Su queste misure, secondo indicazioni INPS riportate dalla fonte, l’aggiornamento del ISEE 2026 automatico INPS avviene senza allegare nulla alla domanda: il sistema ricalcola e applica l’importo corretto.

Cosa cambia nel calcolo ISEE 2026 (in parole semplici)

Dal 1° gennaio 2026 entrano criteri che, per molte famiglie con figli, rendono l’ISEE più “leggero”. In pratica: a parità di redditi e risparmi, potresti risultare con un indicatore più basso e quindi rientrare in fasce più vantaggiose.

  • Franchigia sulla prima casa: sale a 91.500 euro per la maggior parte delle famiglie e arriva fino a 120.000 euro in alcuni Comuni capoluogo di città metropolitane (come indicato dalla fonte).
  • Figli: ogni figlio convivente dopo il primo aggiunge 2.500 euro alla franchigia.
  • Famiglie numerose: previste maggiorazioni della scala di equivalenza che possono tradursi in prestazioni più alte.

Tradotto sul portafoglio: se prima eri “al limite” di una soglia, il nuovo calcolo può spostarti nella fascia che paga di più (per esempio su Assegno Unico o bonus per l’infanzia).
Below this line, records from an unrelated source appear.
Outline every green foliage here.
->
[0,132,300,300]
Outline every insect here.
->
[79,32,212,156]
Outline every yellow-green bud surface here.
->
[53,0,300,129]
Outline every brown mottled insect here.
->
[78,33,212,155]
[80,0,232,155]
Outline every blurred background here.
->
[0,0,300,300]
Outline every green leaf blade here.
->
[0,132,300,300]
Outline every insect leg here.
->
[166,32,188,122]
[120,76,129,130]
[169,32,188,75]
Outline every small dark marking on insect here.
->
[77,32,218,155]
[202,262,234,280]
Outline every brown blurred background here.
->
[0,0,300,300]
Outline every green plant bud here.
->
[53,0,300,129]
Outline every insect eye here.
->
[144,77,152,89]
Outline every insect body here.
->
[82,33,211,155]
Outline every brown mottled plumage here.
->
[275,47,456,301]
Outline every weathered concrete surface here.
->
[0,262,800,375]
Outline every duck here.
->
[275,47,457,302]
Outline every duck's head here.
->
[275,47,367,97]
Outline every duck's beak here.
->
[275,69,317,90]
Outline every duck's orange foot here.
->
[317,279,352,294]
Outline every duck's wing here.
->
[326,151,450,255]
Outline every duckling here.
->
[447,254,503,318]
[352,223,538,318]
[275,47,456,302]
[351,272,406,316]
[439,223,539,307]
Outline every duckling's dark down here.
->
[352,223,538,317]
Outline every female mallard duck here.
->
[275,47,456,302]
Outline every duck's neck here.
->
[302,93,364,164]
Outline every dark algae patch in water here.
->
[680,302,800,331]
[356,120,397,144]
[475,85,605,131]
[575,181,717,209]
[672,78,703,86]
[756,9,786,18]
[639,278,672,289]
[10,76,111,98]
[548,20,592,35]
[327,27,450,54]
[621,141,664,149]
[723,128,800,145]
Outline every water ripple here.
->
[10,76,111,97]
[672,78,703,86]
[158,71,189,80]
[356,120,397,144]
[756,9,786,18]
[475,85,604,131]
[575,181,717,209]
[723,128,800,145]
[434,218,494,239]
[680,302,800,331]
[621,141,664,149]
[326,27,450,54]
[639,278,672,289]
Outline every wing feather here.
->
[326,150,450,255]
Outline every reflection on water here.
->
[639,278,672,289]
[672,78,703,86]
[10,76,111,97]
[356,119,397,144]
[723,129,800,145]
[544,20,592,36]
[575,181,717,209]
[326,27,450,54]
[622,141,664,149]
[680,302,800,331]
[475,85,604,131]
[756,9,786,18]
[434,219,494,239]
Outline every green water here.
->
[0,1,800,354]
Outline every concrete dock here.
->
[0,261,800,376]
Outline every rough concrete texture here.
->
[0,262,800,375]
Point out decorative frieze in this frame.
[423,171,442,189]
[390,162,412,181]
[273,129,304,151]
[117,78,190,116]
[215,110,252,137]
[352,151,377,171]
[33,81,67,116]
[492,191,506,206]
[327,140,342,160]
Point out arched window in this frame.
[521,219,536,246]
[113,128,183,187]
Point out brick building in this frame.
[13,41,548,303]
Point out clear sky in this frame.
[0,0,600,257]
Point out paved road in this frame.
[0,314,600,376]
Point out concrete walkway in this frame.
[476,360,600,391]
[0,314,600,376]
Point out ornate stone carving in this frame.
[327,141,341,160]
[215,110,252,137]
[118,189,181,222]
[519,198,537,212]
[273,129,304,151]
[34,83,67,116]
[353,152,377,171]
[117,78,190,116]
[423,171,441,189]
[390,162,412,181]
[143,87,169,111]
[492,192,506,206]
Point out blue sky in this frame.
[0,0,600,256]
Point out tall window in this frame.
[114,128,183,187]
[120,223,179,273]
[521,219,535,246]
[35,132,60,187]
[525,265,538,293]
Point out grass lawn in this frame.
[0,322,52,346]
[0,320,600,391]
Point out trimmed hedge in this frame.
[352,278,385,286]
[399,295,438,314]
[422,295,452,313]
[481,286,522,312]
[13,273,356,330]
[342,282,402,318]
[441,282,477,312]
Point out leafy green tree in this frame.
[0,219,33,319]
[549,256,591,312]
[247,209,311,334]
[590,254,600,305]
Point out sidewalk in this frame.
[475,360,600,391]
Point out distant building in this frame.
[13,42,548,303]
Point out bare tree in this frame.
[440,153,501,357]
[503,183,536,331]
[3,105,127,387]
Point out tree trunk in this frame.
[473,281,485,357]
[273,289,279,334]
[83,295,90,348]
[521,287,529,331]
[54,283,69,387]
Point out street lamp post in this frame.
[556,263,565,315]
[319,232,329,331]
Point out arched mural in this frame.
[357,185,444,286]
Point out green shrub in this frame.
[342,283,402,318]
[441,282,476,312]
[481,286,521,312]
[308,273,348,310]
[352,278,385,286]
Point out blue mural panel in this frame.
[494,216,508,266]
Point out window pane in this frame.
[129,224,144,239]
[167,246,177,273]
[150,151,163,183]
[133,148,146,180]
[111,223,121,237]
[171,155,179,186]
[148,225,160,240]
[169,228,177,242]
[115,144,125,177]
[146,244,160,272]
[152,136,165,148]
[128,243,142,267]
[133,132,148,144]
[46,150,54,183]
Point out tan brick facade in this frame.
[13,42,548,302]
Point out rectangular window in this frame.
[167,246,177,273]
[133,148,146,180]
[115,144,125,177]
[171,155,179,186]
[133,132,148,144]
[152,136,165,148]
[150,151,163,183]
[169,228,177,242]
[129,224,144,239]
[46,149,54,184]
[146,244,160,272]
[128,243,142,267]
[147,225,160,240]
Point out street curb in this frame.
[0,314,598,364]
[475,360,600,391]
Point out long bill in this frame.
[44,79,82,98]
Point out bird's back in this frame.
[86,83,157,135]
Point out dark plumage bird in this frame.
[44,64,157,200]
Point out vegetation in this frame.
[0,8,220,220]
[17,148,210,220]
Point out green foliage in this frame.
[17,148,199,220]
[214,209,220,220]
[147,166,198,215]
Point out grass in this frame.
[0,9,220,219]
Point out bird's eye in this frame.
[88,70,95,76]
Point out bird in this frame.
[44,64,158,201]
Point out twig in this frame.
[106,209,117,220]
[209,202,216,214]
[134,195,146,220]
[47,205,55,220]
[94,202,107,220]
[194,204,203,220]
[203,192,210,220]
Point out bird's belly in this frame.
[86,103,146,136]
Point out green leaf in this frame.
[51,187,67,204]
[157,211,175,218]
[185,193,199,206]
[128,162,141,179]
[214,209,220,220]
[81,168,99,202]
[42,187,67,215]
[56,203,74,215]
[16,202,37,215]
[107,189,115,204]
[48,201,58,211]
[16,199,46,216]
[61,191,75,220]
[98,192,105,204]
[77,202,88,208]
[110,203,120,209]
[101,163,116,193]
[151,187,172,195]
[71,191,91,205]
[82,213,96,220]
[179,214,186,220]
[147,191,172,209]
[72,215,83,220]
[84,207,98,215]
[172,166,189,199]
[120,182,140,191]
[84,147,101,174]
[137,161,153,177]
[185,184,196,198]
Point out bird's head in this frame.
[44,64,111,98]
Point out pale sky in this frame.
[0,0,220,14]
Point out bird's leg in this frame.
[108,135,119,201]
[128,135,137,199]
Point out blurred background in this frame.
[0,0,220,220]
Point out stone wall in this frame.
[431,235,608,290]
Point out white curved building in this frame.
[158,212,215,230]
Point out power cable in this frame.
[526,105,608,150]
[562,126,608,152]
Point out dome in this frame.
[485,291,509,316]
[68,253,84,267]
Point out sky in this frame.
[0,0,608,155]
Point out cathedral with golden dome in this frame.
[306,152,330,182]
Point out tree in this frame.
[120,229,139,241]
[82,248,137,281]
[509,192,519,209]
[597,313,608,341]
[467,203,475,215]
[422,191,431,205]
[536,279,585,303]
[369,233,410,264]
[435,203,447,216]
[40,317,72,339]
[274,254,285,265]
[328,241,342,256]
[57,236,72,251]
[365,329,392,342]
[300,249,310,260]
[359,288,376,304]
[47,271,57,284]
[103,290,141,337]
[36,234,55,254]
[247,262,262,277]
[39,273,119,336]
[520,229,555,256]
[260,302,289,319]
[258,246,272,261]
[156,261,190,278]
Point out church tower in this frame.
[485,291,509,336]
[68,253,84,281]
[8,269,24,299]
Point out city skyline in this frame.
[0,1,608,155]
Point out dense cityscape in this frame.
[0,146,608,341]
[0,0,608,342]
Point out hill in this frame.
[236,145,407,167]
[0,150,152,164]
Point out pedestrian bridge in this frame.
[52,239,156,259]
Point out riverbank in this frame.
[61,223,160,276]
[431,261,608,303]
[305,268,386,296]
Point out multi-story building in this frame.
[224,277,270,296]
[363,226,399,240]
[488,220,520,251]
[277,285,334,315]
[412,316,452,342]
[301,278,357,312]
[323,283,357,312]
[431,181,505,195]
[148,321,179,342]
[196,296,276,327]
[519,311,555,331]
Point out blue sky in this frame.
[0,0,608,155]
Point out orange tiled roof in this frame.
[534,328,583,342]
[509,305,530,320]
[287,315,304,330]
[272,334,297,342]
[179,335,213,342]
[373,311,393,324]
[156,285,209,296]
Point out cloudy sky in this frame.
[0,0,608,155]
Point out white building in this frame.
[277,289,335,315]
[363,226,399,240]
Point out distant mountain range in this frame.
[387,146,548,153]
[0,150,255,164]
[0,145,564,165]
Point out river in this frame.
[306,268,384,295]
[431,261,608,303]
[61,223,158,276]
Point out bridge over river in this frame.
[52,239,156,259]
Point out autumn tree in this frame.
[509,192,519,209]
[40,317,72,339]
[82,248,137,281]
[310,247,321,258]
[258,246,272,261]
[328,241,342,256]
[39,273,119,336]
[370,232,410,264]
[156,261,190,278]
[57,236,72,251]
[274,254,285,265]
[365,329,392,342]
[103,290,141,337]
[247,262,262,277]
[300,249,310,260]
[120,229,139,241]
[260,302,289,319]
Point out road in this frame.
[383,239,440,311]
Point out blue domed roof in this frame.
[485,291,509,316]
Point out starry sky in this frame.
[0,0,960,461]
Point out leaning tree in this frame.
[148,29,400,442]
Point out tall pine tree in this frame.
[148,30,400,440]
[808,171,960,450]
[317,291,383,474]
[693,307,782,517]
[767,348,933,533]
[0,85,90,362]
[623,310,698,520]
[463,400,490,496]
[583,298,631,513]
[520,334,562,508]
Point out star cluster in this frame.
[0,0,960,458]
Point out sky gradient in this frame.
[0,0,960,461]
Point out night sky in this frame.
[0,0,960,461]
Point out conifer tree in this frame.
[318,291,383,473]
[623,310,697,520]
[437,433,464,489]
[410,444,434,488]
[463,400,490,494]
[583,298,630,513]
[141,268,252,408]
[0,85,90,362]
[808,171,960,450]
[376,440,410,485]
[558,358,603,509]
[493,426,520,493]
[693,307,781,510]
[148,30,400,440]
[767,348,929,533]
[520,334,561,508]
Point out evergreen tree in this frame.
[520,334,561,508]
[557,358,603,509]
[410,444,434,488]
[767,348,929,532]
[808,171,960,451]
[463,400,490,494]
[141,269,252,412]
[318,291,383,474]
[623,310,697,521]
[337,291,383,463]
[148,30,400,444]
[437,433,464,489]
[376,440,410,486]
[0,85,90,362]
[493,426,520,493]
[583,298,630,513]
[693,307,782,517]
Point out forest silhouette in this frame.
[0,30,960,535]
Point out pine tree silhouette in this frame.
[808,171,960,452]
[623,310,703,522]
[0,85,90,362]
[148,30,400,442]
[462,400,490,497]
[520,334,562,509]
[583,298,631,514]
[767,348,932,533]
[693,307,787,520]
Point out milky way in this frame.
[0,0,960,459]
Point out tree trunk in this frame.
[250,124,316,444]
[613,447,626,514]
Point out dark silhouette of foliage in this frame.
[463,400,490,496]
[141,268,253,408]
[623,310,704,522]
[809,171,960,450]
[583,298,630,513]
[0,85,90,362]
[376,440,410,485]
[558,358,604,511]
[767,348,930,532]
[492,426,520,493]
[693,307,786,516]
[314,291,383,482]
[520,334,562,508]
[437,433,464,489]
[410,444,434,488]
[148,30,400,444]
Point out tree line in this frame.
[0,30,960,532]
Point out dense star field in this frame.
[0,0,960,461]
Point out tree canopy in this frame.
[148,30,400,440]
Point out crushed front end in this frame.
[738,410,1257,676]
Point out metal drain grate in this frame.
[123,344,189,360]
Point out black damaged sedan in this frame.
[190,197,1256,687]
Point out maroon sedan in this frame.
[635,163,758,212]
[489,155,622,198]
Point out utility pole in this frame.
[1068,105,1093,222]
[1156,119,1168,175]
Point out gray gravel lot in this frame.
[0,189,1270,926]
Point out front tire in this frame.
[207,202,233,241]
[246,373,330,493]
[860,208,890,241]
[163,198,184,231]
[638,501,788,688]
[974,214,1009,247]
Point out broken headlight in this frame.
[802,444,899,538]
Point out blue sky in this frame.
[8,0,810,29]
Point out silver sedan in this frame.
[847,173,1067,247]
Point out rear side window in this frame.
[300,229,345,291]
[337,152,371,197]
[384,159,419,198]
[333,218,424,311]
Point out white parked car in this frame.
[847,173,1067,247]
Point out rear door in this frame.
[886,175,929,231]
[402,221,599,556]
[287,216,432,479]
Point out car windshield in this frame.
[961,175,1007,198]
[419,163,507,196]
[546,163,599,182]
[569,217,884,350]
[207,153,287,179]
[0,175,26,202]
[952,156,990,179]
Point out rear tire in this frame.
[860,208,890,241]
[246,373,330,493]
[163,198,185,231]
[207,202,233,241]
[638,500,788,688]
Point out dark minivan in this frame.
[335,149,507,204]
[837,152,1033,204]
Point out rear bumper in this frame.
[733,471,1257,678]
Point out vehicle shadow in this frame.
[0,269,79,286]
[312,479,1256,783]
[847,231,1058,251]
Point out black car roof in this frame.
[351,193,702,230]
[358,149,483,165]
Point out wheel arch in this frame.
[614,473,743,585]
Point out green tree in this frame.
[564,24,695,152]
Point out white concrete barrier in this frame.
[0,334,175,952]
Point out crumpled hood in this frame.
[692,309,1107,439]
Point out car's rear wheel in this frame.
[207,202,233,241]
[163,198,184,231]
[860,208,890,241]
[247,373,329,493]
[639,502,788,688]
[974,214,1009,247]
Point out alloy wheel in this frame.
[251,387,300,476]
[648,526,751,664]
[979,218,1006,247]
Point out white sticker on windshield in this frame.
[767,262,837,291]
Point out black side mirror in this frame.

È qui che il ISEE 2026 automatico INPS può fare la differenza.

Aggiornamento automatico: cosa succede alle domande respinte

Un punto pratico: la fonte spiega che alcune domande che con il vecchio ISEE sarebbero state respinte vengono sospese e poi riesaminate automaticamente con il nuovo ISEE più favorevole. Se rientri, l’INPS può rimettere in moto la pratica senza che tu debba ripresentare tutto da capo.

Questo non significa “soldi garantiti”: significa che, se i requisiti ora risultano rispettati, il sistema può riconoscerti la prestazione. Se invece non rientri nei requisiti, non cambia nulla.

DSU e titoli di Stato: attenzione a come hai presentato l’ISEE

Per la DSU precompilata resta confermata (secondo la fonte) l’esclusione automatica di titoli di Stato, buoni fruttiferi postali e libretti postali fino a 50.000 euro per nucleo familiare.

Se invece hai fatto la DSU in modalità autodichiarata, la fonte segnala che l’esclusione va gestita correttamente in compilazione: qui l’automatismo può non “salvarti” da un ISEE più alto del dovuto. In caso di dubbi, può essere utile verificare i dati direttamente dal portale INPS.

Per capire rapidamente come funziona DSU, soglie e ricalcoli, puoi usare anche la Guida completa ISEE 2026.

Cosa fare adesso

  • Controlla se tra le tue prestazioni c’è una di quelle agganciate al ISEE 2026 automatico INPS (ADI, SFL, Assegno Unico, nido, nuovi nati).
  • Entra nel tuo profilo su INPS e verifica l’ISEE 2026 agganciato alla prestazione e l’importo pagato/da pagare a marzo.
  • Se hai presentato DSU autodichiarata, ricontrolla che l’eventuale esclusione fino a 50.000 euro di titoli/libretti/buoni sia stata gestita correttamente (se no l’ISEE può risultare più alto).
  • Se una domanda era stata respinta o bloccata, verifica lo stato: potrebbe essere in sospensione per riesame automatico.